The voice interaction process includes receiving a voice signal and performing a voice identification on the voice signal, to obtain text data associated with the voice signal; determining a wake-up word in the text data and waking up a voice interaction apparatus at S31.

The voice interaction process further includes determining whether a duration of waiting for the voice signal is greater than a pre-set time period at S32. In case that the duration of waiting for the voice signal is greater than the pre-set time period, the current process is ended. On the contrary, S33 is performed.

The voice interaction process further includes receiving a voice signal to be detected within a pre-set time period at S33. The voice signal to be detected may be sent by a user or may be sent by an apparatus with a sound playing function.

The voice interaction process further includes performing a voice identification on the voice signal to be detected, to obtain a text to be detected at S34.

The voice interaction process further includes performing a first detection on the text to be detected by using the preset first detection model and determining whether the first detection is passed at S35. When it is determined that the first detection is passed, S36 is performed. When it is determined that the first detection is not passed, the process returns to S32. When the first detection is performed, the text to be detected may be input into the first detection model, and in case that the first detection model predicts that the text to be detected is an instruction text, it is determined that the first detection is passed; in case that the first detection model predicts that the text to be detected is a non-instruction text, it is determined that the first detection is not passed.

The voice interaction process further includes performing a second detection on the text to be detected by using the preset second detection model and determining whether the second detection is passed at S36. When the second detection is passed, S37 is performed. When the second detection is not passed, the process returns to S32. When performing the second detection, the text to be detected, the historical instruction text in the previous at least one round of the voice interaction and the historical response may be input into the second detection model. In case that the second detection model predicts that the text to be detected has a contextual logic relation with the historical instruction text and the historical response, it is determined that the second detection is passed. In case that the second detection model predicts that the text to be detected has no contextual logic relation with the historical instruction text and the historical response, it is determined that the second detection is not passed.

The voice interaction process further includes providing a response according to the text to be detected at S37. Then, the process returns to S32.

If a detection criterion for the text corresponding to a voice instruction is too strict, the detection on the text may not be passed. In order to avoid the failure of passing the detection, so that the voice interaction apparatus does not respond to the voice instruction of the user, in a possible implementation, in the case where it is determined that the first detection is passed at S35, a response may be made according to the text to be detected. After that, the second detection can be further performed on the basis of combining various comprehensive factors, such as contextual logic relations, understanding and satisfaction of the user's needs by the voice interaction apparatus, and the like.
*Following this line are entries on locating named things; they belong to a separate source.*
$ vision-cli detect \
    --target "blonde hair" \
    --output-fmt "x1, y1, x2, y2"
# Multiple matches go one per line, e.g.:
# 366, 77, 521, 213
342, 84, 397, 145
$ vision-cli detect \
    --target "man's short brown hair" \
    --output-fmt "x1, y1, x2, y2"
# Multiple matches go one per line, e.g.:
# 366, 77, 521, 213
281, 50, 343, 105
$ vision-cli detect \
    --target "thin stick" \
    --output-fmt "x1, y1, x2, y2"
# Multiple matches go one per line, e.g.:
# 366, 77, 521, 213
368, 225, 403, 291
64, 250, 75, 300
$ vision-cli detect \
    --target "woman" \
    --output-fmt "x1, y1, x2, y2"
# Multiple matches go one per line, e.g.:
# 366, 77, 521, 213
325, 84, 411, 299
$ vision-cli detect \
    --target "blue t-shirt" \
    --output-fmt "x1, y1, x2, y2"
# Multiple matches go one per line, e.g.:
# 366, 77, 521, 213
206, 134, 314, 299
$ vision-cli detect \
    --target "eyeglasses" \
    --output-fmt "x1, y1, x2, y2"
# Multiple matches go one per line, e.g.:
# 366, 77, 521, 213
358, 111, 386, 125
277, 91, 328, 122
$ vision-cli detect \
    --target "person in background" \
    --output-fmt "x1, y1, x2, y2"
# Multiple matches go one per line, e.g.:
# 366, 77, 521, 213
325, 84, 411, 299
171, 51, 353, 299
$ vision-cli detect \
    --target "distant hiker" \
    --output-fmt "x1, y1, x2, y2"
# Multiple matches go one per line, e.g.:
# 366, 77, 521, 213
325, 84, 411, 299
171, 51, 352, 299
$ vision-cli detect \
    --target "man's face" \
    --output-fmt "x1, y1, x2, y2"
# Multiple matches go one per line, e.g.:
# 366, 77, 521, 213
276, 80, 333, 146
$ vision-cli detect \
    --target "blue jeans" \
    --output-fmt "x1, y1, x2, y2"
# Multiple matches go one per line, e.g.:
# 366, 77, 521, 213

In addition, after S33 and before S34, the method may further include performing a detection on the voice signal to be detected according to at least one of a sound source, a signal-to-noise ratio, a sound intensity, and a voiceprint characteristic of the voice signal to be detected. In a case where the detection is passed, it is determined to further perform S34, otherwise, it is determined to turn back to S32. In a possible implementation, the voice signal to be detected may be evaluated by scoring the sound source, the signal-to-noise ratio, the sound intensity, and the voiceprint characteristic, respectively. Then, the individual scores are weighted and summed, to obtain a comprehensive score for the voice signal to be detected. In a case where the comprehensive score is larger than a preset score threshold, it is determined that the detection on the voice signal to be detected is passed; otherwise, it is determined that the detection on the voice signal to be detected is not passed.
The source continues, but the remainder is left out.